The OP is not trying to keep it objective. Look at the title of this thread. Completely unsubstantiated by the data he provides. He provides a list of people most of whom went to college decades ago, fails to mention how many of them actually came later to Stanford for grad school and that is when they started their business, fails to mention any successful Stanford grads, and from that asserts that nowadays Stanford is not that successful in the high-tech start up industry. In other post he claimed Stanford pre-law is weaker than Yale because there are not as many Stanford grads at Yale Law. A quick look through his past posts will convince you that he is anything but objective and most of his arguments do not make sense.
The OP has been trying to compare S with H College, not grad schools. His purpose might be to convince those H-S cross-admits to go somewhere in the east. I wish the OP could come up with a better way to do this.
After May 1, all decisions will be made, so this thread will be lost in the web.
@collegedad13 Between your ignorant posts about athletes being Neanderthals and rapists and OP " trying to keep it objective", I question the judgement of anything you post. If you can’t see the obvious logical flaws in every thread that OP hast posted then I suggest you think harder about it.
“Do you think Stanford has now become more prestigious than Princeton ?”
It’s unfortunate to see such an insecure Princetonian cry out for attention and validation this way. I don’t want to hurt your feelings by telling you the truth. So if in your fantasy world, Stanford does not have a lower acceptance rate and a higher yield rate and beat Princeton by a 3 to 1 advantage for cross-admits, you should believe whatever you wanna believe. And if you wanna believe it’s okay to wear orange and black when it’s not Halloween, you could do that too.
I went away for a few hours and this thread sure got nasty…maybe everyone should just chill.
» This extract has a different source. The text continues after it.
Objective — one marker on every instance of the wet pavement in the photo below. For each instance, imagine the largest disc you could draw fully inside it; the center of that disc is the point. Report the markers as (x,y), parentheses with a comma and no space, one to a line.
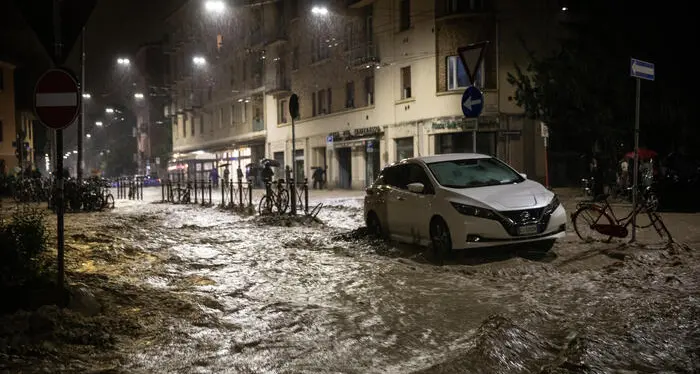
(202,290)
@Penn95 - my central observation was that you and @JamesVanc both seem to have agendas. Since you objected, I had a quick look at your posting history to see if I was being unfair, and I don’t think so. You’ve published at least 33 posts today, probably more than most people here put out in a month, and most of which are variations on the same theme. That feels like an agenda to me.
It seems to me, by the way, that the most vociferous arguments about relative prestige seem to center on Stanford and UChicago.
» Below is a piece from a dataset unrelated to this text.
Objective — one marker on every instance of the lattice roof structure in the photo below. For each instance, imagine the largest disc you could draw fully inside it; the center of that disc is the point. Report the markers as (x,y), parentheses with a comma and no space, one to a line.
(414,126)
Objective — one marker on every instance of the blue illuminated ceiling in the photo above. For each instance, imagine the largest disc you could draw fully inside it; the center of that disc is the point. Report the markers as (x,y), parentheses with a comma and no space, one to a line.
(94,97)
This is exactly my point. Even though Stanford has lower admit rate & higher yield, Stanford undergrad’s performance is mediocre. Currently the most successful tech firm founded by Stanford undergrad is Snapchat, which is mediocre compared to Facebook, Microsoft, Amazon, Google, Intel, Cisco etc.
Two possible explanations are 1) lower quality students are applying to Stanford. 2) Top students became mediocre after receiving Stanford undergraduate education.
Is there any other explanation why Stanford undergrads can not produce top 10 World-class tech firms ?
Even though, Stanford got so much funding, why Stanford undergrads can not produce world class top 10 tech billionare ?
Large start-up funding + Stanford undergrad == mediocar tech firm like SnapChat ???